Figuras 19, 20, 21 e 22 (arquivo pessoal): S. Peutz Jeghers
Tumores do delgado:
Tumores malignos mais frequentes:
- Tumores neuroendócrinos (TNE)
 - Adenocarcinoma – mais comum no duodeno
 - Linfoma
 - Lesões metastáticas: melanoma, pulmão, ovário, estômago e cólon
 

Figuras 23, 24, 25 e 26 (arquivo pessoal): TNE identificado por CE e durante cirurgia

Figura 27 (arquivo pessoal): adenocarcinoma
Tumores benignos:

Figura 28 (arquivo pessoal): GIST

Figuras 29 e 30 (arquivo pessoal): tumor miofibroblástico inflamatório ulcerado
Síndromes disabsortivas refratárias:
A CE pode ser indicada para casos de doença celíaca refratária, não só para avaliação da mucosa em toda extensão, mas para avaliação de complicações como linfoma e adenocarcinoma do delgado. Também pode auxiliar no diagnóstico diferencial, de outras síndromes disabsortivas como a Doença de Whipple, a doença linfoproliferativa do intestino delgado (IPSID) e a macroglobulinemia de Waldenstron.
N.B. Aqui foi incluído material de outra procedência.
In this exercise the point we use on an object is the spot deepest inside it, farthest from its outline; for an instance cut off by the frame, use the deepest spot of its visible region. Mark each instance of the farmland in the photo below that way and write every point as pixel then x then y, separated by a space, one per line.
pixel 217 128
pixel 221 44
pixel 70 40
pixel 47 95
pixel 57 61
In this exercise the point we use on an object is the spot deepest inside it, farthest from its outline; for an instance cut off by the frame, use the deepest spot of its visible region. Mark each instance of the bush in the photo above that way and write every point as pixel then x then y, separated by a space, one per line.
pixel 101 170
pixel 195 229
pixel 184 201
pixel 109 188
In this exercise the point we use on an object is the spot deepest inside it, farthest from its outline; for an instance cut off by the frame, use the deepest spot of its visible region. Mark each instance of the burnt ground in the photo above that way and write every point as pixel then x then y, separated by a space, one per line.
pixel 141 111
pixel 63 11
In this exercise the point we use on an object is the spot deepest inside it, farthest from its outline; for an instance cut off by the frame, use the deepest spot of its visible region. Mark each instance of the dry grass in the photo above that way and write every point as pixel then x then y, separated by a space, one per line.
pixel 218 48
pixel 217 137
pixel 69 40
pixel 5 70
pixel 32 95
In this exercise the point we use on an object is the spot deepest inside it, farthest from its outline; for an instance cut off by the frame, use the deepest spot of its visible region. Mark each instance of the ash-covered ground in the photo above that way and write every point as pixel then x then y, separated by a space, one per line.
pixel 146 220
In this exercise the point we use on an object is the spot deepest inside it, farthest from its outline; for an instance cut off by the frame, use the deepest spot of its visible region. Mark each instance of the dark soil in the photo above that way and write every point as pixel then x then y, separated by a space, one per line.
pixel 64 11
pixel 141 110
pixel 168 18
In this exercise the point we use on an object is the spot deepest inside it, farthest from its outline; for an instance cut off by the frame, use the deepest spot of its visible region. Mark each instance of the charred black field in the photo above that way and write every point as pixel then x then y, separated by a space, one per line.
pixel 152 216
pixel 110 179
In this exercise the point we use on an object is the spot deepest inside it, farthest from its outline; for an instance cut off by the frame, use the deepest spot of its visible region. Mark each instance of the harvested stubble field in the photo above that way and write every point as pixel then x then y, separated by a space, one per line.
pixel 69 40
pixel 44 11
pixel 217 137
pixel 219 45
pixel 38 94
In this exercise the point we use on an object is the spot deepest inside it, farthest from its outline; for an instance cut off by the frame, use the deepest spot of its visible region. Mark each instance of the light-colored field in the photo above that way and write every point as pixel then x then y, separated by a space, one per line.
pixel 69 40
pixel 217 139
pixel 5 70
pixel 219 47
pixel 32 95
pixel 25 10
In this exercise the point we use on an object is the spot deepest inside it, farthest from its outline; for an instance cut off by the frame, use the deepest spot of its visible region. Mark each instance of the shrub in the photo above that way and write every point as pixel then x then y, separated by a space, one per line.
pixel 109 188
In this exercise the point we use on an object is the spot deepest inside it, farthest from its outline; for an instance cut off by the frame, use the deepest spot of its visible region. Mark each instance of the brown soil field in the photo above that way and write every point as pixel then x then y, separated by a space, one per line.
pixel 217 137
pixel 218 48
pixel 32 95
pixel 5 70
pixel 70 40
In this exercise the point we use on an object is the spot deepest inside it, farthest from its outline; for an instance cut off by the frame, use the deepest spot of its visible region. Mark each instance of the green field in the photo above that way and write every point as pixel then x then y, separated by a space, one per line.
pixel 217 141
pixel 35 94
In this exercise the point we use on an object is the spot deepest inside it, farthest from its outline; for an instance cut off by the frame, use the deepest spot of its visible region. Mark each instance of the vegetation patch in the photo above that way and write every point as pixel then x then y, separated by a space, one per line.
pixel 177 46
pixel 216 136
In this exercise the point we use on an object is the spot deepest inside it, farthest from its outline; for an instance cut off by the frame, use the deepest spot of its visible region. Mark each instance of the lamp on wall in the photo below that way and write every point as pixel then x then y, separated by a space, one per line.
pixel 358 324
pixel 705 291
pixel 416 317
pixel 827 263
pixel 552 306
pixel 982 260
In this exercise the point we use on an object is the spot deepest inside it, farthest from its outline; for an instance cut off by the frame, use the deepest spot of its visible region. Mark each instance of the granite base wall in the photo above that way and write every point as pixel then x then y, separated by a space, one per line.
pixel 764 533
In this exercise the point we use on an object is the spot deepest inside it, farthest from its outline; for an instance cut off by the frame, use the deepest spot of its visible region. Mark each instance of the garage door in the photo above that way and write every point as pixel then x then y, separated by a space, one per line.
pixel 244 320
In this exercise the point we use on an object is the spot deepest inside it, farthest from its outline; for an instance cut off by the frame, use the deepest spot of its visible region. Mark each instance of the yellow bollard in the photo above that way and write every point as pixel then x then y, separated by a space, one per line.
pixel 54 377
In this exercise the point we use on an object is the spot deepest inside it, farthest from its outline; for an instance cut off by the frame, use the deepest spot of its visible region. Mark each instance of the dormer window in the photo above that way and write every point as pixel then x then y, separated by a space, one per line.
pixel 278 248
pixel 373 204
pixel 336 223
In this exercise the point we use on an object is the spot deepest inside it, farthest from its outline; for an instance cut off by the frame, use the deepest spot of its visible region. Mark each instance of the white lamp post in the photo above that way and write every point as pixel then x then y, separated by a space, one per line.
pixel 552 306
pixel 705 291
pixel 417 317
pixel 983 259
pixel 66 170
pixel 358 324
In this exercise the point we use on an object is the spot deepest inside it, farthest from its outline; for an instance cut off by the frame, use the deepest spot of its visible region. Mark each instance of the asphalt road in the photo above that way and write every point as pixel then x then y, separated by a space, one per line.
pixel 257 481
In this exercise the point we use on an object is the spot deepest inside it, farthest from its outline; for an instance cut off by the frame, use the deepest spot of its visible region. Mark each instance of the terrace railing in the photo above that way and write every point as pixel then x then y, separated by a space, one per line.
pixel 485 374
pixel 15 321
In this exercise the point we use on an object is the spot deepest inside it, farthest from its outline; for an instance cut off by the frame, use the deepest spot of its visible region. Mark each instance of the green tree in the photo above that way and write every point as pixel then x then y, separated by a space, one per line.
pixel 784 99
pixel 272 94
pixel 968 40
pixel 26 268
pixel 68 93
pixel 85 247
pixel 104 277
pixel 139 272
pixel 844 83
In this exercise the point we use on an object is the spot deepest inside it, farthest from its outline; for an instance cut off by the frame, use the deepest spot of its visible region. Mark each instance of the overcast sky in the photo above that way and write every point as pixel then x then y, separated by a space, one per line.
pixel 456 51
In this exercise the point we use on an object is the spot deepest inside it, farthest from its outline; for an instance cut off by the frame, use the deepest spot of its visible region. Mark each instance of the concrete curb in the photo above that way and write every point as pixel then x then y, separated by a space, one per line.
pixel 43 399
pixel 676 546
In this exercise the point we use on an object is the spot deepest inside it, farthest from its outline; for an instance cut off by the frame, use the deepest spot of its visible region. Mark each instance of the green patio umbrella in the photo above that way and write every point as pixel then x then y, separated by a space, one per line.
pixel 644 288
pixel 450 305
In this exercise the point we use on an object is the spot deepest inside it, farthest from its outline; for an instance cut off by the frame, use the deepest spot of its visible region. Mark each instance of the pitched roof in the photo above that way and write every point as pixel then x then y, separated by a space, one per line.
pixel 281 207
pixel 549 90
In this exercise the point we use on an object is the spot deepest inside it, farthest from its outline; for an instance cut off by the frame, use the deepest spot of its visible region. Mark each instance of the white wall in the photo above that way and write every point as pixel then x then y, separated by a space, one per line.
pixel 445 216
Figura 31: macroglobulinemia de Waldenstron
Referências :
1 – Mishkin DS, et al. Technology Assessment Committee, American Society for Gastrointestinal.Endoscopy. ASGE Technology Status Evaluation Report: wireless capsule endoscopy. Gastrointest Endosc. 2006 Apr;63(4):539-45.
2 – Mizutani Y, et al. Specific characteristics of hemorrhagic Meckel’s diverticulum at double-balloon endoscopy. Endosc Int Open. 2017 Jan;5(1):E35-E40.
3 – Paredes A, Esberard BC. Doença de Crohn do intestino delgado. In: Averbach M. SOBED – Tratado Ilustrado de Endoscopia Digestiva. 2024. Thieme Revinter. Cap. 54.
4 – Rondonotti E, et al. Small-bowel capsule endoscopy and device-assisted enteroscopy for diagnosis and treatment of small-bowel disorders: European Society of Gastrointestinal Endoscopy (ESGE) Technical Review. Endoscopy. 2018 Apr;50(4):423-446.
5 – Rosa, B.,et al. Scoring systems in clinical small-bowel capsule endoscopy: all you need to know! Endoscopy International Open. 2021; 9(6):C6.
6 – Sidhu Reena et al. Small-bowel endoscopy curriculum. Endoscopy 2020; 52
7 – Spada Cristiano et al. Small-bowel endoscopy: ESGE performance measures. Endoscopy 2019; 51.
8 – Van Leerdam M et al.ESGE – Endoscopic management of polyposis syndromes. Endoscopy2019;51:877–95.
9 – Yamamoto H et al.Clinical Guidelines for diagnosis and management of PJS in children and adults. Digestion 2023; 104 (5):335-47.